A ce stade, je tiens bien sûr à remercier également les membres du
Gouvernement qui, eux aussi, se sont succédé devant notre assemblée. En effet,
cinq membres du Gouvernement sont venus ici même pour soutenir les dispositions
qui ressortissaient de leurs compétences ministérielles.
Permettez-moi, à la fin de la discussion des articles, de remercier tout
spécialement Mme Marylise Lebranchu qui a été présente dans cet hémicycle
pendant la majorité des débats. En effet, nous avons parcouru ensemble, jour et
nuit, un très grand nombre d'articles. Nous nous sommes efforcés, de part et
d'autre, dans le respect de nos fonctions respectives et sans confusion des
genres, d'aboutir aux meilleures rédactions possibles.

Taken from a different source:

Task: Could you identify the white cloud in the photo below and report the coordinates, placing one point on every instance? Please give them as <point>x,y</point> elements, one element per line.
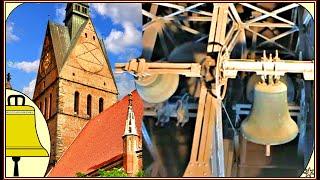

Ainsi, malgré les oppositions politiques et les principes qui, très
légitimement, nous divisent et nous conduisent à des contradictions, nous avons
pu, sur un certain nombre de points, parvenir à des avancées et retenir des
rédactions communes. Il en a été de même avec le garde des sceaux, Mme
Elisabeth Guigou.
Je remercie, bien entendu, la présidence et nos collaborateurs, qui ont été
extrêmement efficaces tout au long de la phase de préparation et de la
discussion.
Mes chers collègues, le projet de loi que nous allons voter n'est certainement
pas l'idéal. L'un d'entre vous disait qu'il ne mérite ni excès d'honneur ni
excès d'indignité. Nous avons tout simplement fait de notre mieux dans le monde
dans lequel nous sommes placés et au sein du système de coordonnées et de
contraintes que nous connaissons.
(Applaudissements sur les travées du
RPR.)
Mme Marylise Lebranchu,
secrétaire d'Etat.
Je demande la parole.
M. le président.
La parole est à Mme le secrétaire d'Etat.
Mme Marylise Lebranchu,
secrétaire d'Etat.
Je remercie d'abord les commissions et tous les
groupes politiques de leur excellent travail. Voilà en effet une semaine que
mes collègues du Gouvernement et moi-même sommes présents dans cet hémicycle
pour défendre ce projet de loi. J'ai apprécié la qualité des débats et la
finesse des recherches qui ont été faites sur ce texte. Je remercie l'ensemble
des sénateurs qui ont bien voulu y participer, et plus particulièrement M. le
rapporteur général et MM. les rapporteurs pour avis. Nous avons eu des débats
intéressants, ponctués par des désaccords, comme l'a rappelé M. Marini, mais
enrichissants, je crois, pour tout le monde. Je tenais à m'associer aux
remerciements.
M. le président.
Et moi-même je vous remercie de votre brièveté.
Personne ne demande plus la parole ?...
Je mets aux voix l'ensemble du projet de loi.
M. Paul Loridant.
Le groupe communiste républicain et citoyen vote contre.